La solution consacre une application rigoureuse des obligations du bailleur et une appréciation nuancée des préjudices réparables. L’arrêt affirme d’abord la responsabilité exclusive du bailleur en raison d’un vice de construction. Il opère ensuite un partage équilibré des conséquences financières du sinistre.

La responsabilité exclusive du bailleur est établie sur le fondement de son obligation de délivrance et d’entretien. La cour rappelle que le bailleur est tenu, “par la nature du contrat, et sans qu’il soit besoin d’aucune stipulation particulière, de délivrer la chose louée au preneur à qui il doit garantie pour tous les vices ou défauts de la chose louée qui en empêchent l’usage”. L’expertise a révélé que l’effondrement provenait d’“un défaut d’exécution des travaux de charpente”. Ce vice constitue une violation de l’obligation de délivrer une chose en bon état. Le bailleur invoquait une faute du preneur pour n’avoir pas mis en place des étais. La cour écarte cet argument. Elle relève que la pose des étais incombait au bailleur en vertu de son obligation d’entretien. Elle constate aussi que leur installation était prévue après le sinistre. Ainsi, “il n’est pas démontré en quoi le locataire a, par son comportement, concouru à la gravité du dommage”. Cette analyse est classique. Elle réaffirme le caractère obligatoire des grosses réparations à la charge du bailleur. La solution est conforme à une jurisprudence constante de la troisième chambre civile. L’arrêt du 26 janvier 2022 rappelait déjà cette garantie légale. La cour refuse d’opérer un partage de responsabilité. Elle sanctionne le défaut d’entretien préventif par le propriétaire. Cette rigueur protège le preneur contre les vices cachés de la construction. Elle peut sembler sévère pour le bailleur. Ce dernier pouvait ignorer le vice de charpente. La garantie légale s’applique cependant indépendamment de sa connaissance. La solution assure une sécurité juridique au preneur commercial. Elle respecte l’économie du contrat de bail.

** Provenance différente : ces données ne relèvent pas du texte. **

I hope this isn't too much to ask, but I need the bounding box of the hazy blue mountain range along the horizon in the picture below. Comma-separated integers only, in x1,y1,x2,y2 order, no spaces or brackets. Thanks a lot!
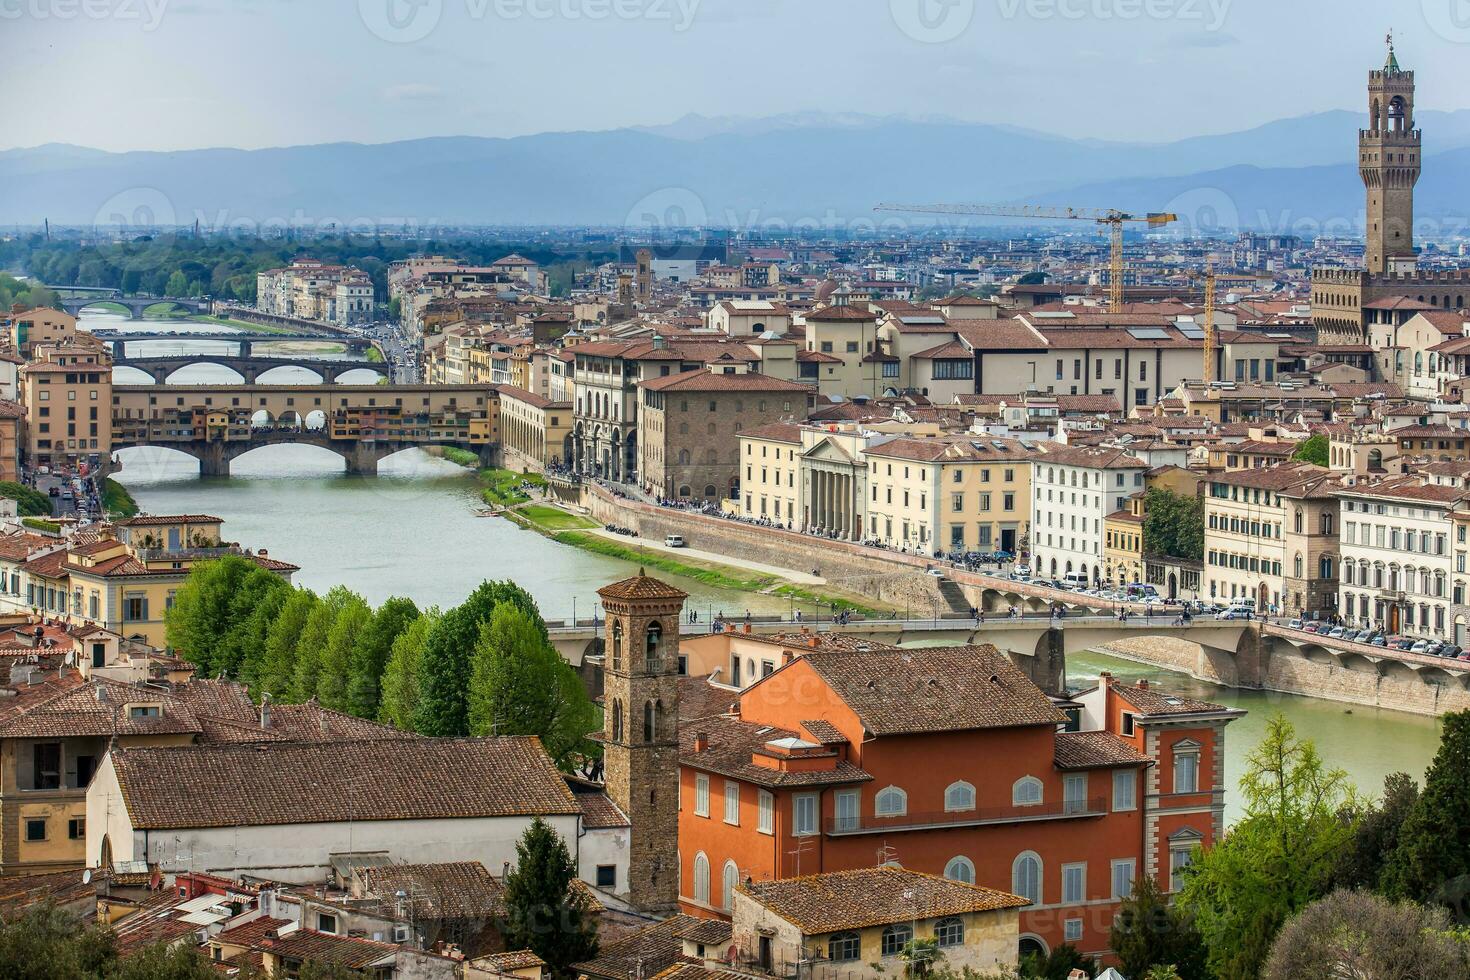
0,110,1470,234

L’arrêt procède à une liquidation minutieuse et équilibrée des préjudices, distinguant les pertes subies des obligations contractuelles persistantes. La cour indemnise le preneur pour ses pertes directes. Elle retient les marchandises perdues et les dégâts au parquet sur la base de l’attestation comptable. Elle accorde aussi la perte de chiffre d’affaires. L’expert-comptable avait noté une baisse de 37,5% en octobre 2020. La cour estime que le bailleur “ne produit ou n’invoque aucun élément probant” pour contester ce préjudice. Elle écarte en revanche l’indemnisation des aménagements. Le bailleur exige la remise en état initiale. La cour applique alors l’article 555 du code civil et la clause du bail. Le preneur ne peut obtenir la valeur des ouvrages puisque le bailleur en refuse la propriété. Cette solution est conforme à la jurisprudence. Un arrêt de la troisième chambre civile du 10 novembre 1999 rappelait que l’autorisation des travaux n’écarte pas l’article 555. La cour condamne parallèlement le preneur à exécuter ses obligations contractuelles résiduelles. Elle lui impose le paiement des taxes foncières et la remise en état. Elle accorde aussi une indemnité d’occupation jusqu’au changement des serrures. La cour motive cette décision par l’absence de preuve de la remise des clés. Cette obligation persiste malgré la résiliation de plein droit. La solution est équilibrée. Elle distingue les dommages causés par le vice du bailleur des obligations normales du preneur. Le partage des dépens et le rejet des demandes sur l’article 700 confirment cette recherche d’équité. L’arrêt évite ainsi de faire peser sur une seule partie toutes les conséquences financières. Il maintient un certain équilibre contractuel. La méthode de liquidation est pragmatique. Elle s’appuie sur les justificatifs produits. Elle peut être critiquée pour son approche parfois comptable. L’indemnisation de la perte de chiffre d’affaires reste délicate. La cour admet une simple attestation sans expertise contradictoire. Cette souplesse facilite la réparation mais peut nuire à la sécurité de la preuve.

Source : Cour de cassation – Base Open Data « Judilibre » & « Légifrance ».